- Born: May 20, 1946 (age 80) Timișoara, Kingdom of Romania
- Citizenship: Romanian, British, American
- Education: University of Bucharest (BSc) Princeton University (PhD)
- Known for: Canonical basis Deligne–Lusztig theory Kazhdan–Lusztig polynomial
- Awards: ICM Speaker (1974, 1983, 1990) Berwick Prize (1977) Guggenheim Fellowship (1982) FRS (1983) Cole Prize (1985) Brouwer Medal (1999) Leroy P. Steele Prize (2008) Shaw Prize (2014) Wolf Prize in Mathematics (2022) Basic Science Lifetime Award (2025)
- Scientific career
- Fields: Mathematics
- Workplaces: University of Warwick Massachusetts Institute of Technology
- Doctoral advisor: Michael Atiyah William Browder
- Doctoral students: Corrado de Concini; Ian Grojnowski; Xuhua He; Konstanze Rietsch;

= George Lusztig =

Romanian–American mathematician

George Lusztig (born Gheorghe Lusztig, May 20, 1946) is a Romanian-born Hungarian-American mathematician and Abdun Nur professor at the Massachusetts Institute of Technology (MIT). He was a Norbert Wiener professor in the Department of Mathematics from 1999 to 2009.

==Education and career==
Born in Timișoara to a Hungarian-Jewish family, he did his undergraduate studies at the University of Bucharest, graduating in 1968. Later that year he left Romania for the United Kingdom, where he spent several months at the University of Warwick and Oxford University. In 1969 he moved to the United States, where he went to work for two years with Michael Atiyah at the Institute for Advanced Study in Princeton, New Jersey. He received his PhD in mathematics in 1971 after completing a doctoral dissertation, titled "Novikov's higher signature and families of elliptic operators", under the supervision of William Browder and Michael Atiyah.

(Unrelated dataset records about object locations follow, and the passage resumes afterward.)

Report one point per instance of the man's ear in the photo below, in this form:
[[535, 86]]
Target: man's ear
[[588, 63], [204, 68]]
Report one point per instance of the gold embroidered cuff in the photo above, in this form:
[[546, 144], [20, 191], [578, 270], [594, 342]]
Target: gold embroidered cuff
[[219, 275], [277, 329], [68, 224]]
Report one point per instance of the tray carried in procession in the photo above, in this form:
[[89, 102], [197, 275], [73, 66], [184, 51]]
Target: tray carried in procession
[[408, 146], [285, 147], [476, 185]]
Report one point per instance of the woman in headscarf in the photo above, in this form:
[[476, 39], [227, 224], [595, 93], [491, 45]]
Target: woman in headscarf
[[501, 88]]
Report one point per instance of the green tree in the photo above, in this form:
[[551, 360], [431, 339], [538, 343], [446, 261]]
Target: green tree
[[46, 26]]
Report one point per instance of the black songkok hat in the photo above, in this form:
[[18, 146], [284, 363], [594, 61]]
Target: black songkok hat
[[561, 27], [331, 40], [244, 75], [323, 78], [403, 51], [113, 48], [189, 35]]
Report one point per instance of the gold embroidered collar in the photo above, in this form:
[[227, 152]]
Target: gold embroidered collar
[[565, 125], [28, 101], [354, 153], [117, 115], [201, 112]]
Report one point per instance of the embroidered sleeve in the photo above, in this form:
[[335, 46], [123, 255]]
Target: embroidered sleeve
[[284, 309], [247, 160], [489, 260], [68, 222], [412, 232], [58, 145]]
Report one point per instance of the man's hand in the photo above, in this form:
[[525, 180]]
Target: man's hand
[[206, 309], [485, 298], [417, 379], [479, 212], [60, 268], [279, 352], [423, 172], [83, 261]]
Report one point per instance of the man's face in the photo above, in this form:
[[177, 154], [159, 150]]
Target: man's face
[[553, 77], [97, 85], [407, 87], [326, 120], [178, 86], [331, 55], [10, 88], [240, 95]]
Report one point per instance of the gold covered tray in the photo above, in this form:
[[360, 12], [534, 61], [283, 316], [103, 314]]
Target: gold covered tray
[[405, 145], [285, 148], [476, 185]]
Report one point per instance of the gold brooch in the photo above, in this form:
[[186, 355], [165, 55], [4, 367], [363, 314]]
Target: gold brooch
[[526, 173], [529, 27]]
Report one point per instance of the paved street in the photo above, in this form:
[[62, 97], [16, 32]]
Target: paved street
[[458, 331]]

Lusztig worked for almost seven years at the University of Warwick. His involvement at the university encompassed a Research Fellowship, (1971–72); lecturer in Mathematics, (1972–74); and Professor of Mathematics, (1974–78). In 1978, he accepted a chair at MIT.

==Contributions==
He is known for his work on representation theory, in particular for the objects closely related to algebraic groups, such as finite reductive groups, Hecke algebras, $p$-adic groups, quantum groups, and Weyl groups. He essentially paved the way for modern representation theory. This has included fundamental new concepts, including the character sheaves, the Deligne–Lusztig varieties, and the Kazhdan–Lusztig polynomials.

==Awards and honors==
In 1983, Lusztig was elected as a fellow of the Royal Society. In 1985, Lusztig won the Cole Prize (Algebra). He was elected to the National Academy of Sciences in 1992. He received the Brouwer Medal in 1999, the National Order of Faithful Service in 2003 and the Leroy P. Steele Prize for Lifetime Achievement in Mathematics in 2008. In 2012, he became a fellow of the American Mathematical Society and in 2014, he received the Shaw Prize in Mathematics. In 2022, he received the Wolf Prize in Mathematics. In 2024, he received the Gold Medal of the UVT (Western University of Timisoara). In 2025, he received the Basic Science Lifetime Award.